Updated: Oct 25
As a small business owner, you're probably always looking for ways to keep your expenses low and increase your profits. But what about your own salary? How much should you be paying yourself?
Paying yourself is one of the biggest reasons you own your business, right?
Well, this makes me wonder . . .
Are you even paying yourself?
If you are paying yourself, are you paying yourself enough?
Is it healthy?
Is it too much?
When we first start out, most small businesses don't really take any money out of the business. In fact, they often add money in to keep it going and to get it going. But taking a wage is really important. It's the reward for working in your business, right?
Would you expect to be paid if you were working for somebody else?
And those of you who have employees probably feel the responsibility to pay your employees.
So, how much should you pay yourself as a business owner without compromising the business and keeping you on the path to financial freedom?
How much should I pay myself as a business owner?
Business owners struggle to know how much and when to pay themselves. We know that.
I know quilt shop owners that have not paid themselves in over 40 years. I also know others who have paid themselves a little bit early on but have never given themselves a raise as they've grown their business.
While others have only taken out money when they personally desperately need it, every business needs to have a cash management system. I love the Profit First system because, following its core principles, you can grow your business and get paid doing it.
The Profit First system is the cash management system that I promote.
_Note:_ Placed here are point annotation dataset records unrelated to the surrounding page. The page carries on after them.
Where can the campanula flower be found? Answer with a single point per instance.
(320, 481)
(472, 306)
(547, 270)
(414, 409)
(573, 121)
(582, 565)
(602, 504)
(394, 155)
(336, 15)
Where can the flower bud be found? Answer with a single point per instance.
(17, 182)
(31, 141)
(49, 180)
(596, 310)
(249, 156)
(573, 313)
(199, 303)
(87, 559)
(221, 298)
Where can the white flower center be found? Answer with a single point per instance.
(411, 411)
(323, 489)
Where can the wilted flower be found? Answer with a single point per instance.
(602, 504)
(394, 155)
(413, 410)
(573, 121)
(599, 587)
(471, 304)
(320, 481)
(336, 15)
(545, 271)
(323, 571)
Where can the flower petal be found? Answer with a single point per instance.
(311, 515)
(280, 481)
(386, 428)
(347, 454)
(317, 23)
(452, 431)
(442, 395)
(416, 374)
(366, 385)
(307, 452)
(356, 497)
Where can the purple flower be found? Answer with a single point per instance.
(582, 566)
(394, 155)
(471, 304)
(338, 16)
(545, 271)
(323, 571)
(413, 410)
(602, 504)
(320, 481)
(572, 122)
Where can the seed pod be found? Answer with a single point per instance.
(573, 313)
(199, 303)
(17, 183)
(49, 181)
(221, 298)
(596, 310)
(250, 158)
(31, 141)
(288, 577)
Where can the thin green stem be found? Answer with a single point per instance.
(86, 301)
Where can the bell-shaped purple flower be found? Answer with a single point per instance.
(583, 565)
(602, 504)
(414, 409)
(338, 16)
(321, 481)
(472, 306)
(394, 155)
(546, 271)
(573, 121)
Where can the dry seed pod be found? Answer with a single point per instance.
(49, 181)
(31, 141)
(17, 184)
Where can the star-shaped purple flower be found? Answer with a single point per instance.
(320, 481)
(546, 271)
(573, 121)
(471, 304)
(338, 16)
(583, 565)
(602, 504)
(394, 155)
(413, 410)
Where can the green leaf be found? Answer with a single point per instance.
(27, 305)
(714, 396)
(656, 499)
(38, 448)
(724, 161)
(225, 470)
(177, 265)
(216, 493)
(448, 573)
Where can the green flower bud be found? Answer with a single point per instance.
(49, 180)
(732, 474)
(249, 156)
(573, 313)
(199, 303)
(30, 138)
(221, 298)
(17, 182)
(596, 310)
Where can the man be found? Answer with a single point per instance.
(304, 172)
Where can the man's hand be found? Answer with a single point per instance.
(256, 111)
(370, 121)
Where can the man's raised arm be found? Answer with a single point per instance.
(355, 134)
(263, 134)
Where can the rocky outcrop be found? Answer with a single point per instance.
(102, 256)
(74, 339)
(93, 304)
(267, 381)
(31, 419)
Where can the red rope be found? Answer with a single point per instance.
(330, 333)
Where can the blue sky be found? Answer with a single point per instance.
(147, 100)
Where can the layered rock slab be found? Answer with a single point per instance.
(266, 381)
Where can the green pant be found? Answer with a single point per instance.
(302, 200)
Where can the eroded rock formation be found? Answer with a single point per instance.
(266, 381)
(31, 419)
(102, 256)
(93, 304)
The Profit First system is the cash envelope system, modernized and adapted for business. You open six foundational checking accounts to ensure you spend and save the right amounts at the right time in each stage of your business.
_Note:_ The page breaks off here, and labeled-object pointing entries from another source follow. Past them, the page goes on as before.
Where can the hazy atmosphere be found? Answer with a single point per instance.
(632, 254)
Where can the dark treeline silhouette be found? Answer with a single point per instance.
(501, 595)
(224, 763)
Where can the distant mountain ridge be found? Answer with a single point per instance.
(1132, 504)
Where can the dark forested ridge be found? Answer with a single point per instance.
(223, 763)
Here are the six foundational accounts for quilt shops:
So the income account is to collect all payments from your customers. This account acts as a serving tray to the other accounts based on customized percentages.
The inventory account is straightforward and simple . . . to save and pay for inventory.
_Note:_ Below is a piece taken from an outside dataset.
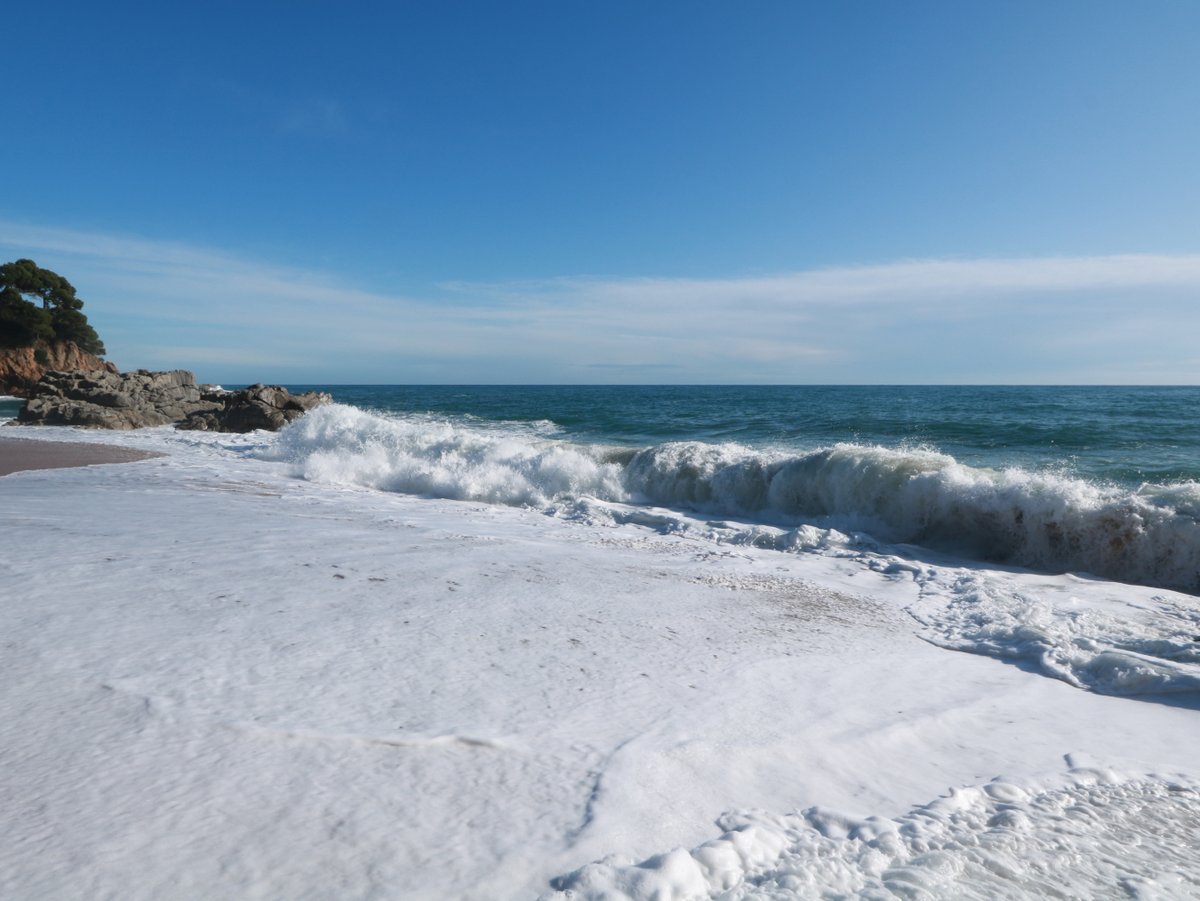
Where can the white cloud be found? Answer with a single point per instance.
(1019, 319)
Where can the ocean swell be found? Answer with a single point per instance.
(1041, 520)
The profit account actually has three purposes. The first is to be an emergency fund for your business because it's not if an emergency comes, but when an emergency comes (because it will happen). The second purpose of the profit account is to destroy your debt or by saving and making extra debt payments each quarter. This will help you eliminate your debt very quickly. Thirdly, to pay you a quarterly bonus. This is your shareholder dividend that most large corporations pay out each quarter.
Owners Compensation Account
And then we have the owner's compensation account and that's the account we're focusing on today. This account is to accumulate and pay you, the owner of the quilt shop, a consistent paycheck, right?
The tax account is to pay the business's annual income taxes of the business and your quarterly estimated taxes, and personal taxes.
The operating accounts pay for everything else we haven't specifically discussed. So back to that age-old question . . . how much do I pay myself as the business owner with Profit First?
The answer to this question is . . . percentage based. It really depends on the stage of business that you're in and your level of revenue.
Paying Yourself as a Business Owner
What is the percentage you should pay yourself?
So for quilt shops that are just starting out. I'm referring to those that have less than $250,000 in gross profit, and they have a 50% gross margin. Your target wage percentage is 50% of gross profit, or you can think of it as 25% of total revenue. Be mindful that his example applies to those business owners with a $250,000 gross profit and a 50% gross profit margin.
If you have a different gross profit margin, your percentage will be different. And for this specific reason, I highly recommend that you reach out to me to help you get your customized owners composition and percentage. It's a really easy calculation to do.
So for quilt shops with higher revenue or different gross margin levels, the owner's compensation will be different.
And the other thing to note is that as you change your business and progress to the various stages of your business, your owner's compensation percentage will also change.
That's one of the reasons why I highly recommend that you work with me as the quilt shops accountant and Profit First professional or somebody with a similar experience to figure out your customized owners compensation percentage.
We know that we hurt ourselves and our business when we don't take a wage, or we try to take too much out of business, right? Wealth gained hastily will dwindle, but whoever gathers little by little will increase it.
Using Profit First, we can answer the question how much should I pay myself as a business owner and then make a plan to achieve your target owners paying.